Now that we have some proper notations we can easily answer several questions. For example we can wonder what are the conditions such that $A$ saves more than $B$ ? It translates as:
\begin{align}
&& S_A >{}& S_B \\
\tag{Definitions of $S_A$ and $S_B$.} \\
&\Leftrightarrow& I_A - E_A >{}& I_B - E_B \\
\tag{Definitions of $I_A$ and $E_A$.} \\
&\Leftrightarrow&r_I I_B - r_E E_B >{}& I_B - E_B \\
&\Leftrightarrow&(1-r_E) E_B >{}& (1-r_I)I_B \text{.}
\end{align}
We have three cases:
- If $1-r_E > 0$ then $A$ saves more than $B$ if $E_B > \frac{(1-r_I)}{(1-r_E)}I_B$.

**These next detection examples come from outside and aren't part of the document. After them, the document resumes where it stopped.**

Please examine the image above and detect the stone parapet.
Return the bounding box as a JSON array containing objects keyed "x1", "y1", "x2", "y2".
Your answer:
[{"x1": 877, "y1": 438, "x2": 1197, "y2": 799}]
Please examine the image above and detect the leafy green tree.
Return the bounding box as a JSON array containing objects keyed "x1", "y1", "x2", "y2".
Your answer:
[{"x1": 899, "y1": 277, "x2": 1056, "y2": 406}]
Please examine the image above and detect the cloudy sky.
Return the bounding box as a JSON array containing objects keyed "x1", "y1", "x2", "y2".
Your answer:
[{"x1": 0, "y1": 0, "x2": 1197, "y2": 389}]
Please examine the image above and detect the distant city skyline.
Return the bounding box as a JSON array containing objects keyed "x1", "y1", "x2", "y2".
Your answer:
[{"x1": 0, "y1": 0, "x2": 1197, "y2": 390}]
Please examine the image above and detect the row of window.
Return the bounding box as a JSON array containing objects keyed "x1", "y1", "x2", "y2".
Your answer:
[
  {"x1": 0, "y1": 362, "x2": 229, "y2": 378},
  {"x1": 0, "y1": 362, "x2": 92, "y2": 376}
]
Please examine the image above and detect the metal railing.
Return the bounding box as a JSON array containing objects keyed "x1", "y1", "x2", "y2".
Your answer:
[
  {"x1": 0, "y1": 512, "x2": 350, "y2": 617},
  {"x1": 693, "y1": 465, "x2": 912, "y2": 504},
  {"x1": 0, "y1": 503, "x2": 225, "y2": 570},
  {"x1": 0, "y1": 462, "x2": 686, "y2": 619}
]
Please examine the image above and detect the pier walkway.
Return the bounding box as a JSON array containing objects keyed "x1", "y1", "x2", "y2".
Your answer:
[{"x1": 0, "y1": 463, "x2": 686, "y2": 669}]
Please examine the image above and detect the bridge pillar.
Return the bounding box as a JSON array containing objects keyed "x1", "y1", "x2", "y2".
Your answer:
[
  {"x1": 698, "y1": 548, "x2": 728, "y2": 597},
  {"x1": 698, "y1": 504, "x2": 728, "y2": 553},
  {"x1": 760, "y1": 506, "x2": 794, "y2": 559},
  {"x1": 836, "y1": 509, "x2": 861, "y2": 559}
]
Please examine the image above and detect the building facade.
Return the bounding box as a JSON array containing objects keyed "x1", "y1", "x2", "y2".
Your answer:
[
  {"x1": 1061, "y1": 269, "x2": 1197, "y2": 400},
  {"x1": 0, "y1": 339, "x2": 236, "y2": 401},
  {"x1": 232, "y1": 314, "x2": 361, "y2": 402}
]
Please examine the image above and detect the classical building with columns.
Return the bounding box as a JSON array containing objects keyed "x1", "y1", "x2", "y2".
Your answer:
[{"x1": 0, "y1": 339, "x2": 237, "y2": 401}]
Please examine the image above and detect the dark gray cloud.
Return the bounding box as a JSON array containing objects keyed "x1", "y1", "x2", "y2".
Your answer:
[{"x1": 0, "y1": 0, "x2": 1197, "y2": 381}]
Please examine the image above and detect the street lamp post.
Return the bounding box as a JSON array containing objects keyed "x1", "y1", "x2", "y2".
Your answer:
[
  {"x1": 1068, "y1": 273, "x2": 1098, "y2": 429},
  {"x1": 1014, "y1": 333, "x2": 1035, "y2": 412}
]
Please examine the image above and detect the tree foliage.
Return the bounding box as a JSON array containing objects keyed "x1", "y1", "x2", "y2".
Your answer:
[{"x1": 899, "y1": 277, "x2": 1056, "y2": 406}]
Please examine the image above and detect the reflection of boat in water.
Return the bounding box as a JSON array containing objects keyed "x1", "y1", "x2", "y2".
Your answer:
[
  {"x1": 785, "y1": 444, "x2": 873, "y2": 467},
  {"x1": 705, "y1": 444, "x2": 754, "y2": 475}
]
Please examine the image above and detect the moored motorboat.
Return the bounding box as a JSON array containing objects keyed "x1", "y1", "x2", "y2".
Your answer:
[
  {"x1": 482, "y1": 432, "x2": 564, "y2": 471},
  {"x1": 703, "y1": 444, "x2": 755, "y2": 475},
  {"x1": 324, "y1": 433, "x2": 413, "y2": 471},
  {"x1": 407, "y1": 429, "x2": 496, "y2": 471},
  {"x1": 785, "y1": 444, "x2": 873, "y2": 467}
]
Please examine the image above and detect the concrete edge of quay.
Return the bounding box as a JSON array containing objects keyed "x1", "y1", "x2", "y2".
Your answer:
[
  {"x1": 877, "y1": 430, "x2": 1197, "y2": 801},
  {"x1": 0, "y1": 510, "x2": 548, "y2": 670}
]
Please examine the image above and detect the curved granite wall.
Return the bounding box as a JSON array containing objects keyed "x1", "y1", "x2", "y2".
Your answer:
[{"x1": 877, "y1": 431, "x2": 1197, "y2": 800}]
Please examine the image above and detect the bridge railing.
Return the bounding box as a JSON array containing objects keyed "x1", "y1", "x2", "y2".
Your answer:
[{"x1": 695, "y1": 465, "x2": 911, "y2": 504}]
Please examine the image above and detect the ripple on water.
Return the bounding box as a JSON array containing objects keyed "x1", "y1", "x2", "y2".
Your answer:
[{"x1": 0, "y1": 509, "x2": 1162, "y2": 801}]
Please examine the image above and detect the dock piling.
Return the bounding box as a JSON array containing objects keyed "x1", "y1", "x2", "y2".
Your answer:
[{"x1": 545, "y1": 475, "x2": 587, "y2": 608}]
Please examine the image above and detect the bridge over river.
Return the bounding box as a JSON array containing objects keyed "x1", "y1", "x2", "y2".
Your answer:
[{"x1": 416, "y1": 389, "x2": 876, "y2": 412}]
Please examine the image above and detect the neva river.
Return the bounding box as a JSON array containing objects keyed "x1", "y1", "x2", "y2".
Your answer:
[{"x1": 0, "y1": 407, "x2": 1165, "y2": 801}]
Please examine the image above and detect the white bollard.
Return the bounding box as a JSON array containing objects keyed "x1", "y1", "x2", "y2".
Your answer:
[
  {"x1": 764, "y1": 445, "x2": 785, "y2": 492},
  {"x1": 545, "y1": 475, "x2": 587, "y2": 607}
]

- If $1-r_E = 0$ then $A$ saves more than $B$ if $0 > (1-r_I)I_B$.
- If $1-r_E < 0$ then $A$ saves more than $B$ if $E_B < \frac{(1-r_I)}{(1-r_E)}I_B$.
Using the ratios given in your first example
We have $r_I = \frac{4}{5}$ and $r_E = \frac{3}{4}$. Hence we are in the case where $1-r_E > 0$ so we compute $\frac{(1-r_I)}{(1-r_E)} = \frac{(1-\frac{4}{5})}{(1-\frac{3}{4})} = \frac{4}{5}$. We can then deduce that $A$ will save more than $B$ if and only if $E_B > \frac{4}{5}I_B$. Also, note that if $E_B = \frac{4}{5}I_B$ then $A$ will save as much as $B$ and if $E_B < \frac{4}{5}I_B$ than $A$ will save less than $B$.
Using the ratios given in your second example
We have $r_I = \frac{4}{5}$ and $r_E = \frac{5}{6}$. Hence we are in the case where $1-r_E > 0$ so we compute $\frac{(1-r_I)}{(1-r_E)} = \frac{(1-\frac{4}{5})}{(1-\frac{5}{6})} = \frac{6}{5}$. We can then deduce that $A$ will save more than $B$ if and only if $E_B > \frac{6}{5}I_B$ which is impossible since, by assumption, $E_B < I_B$. Hence, in this case, $B$ will always save more than $A$.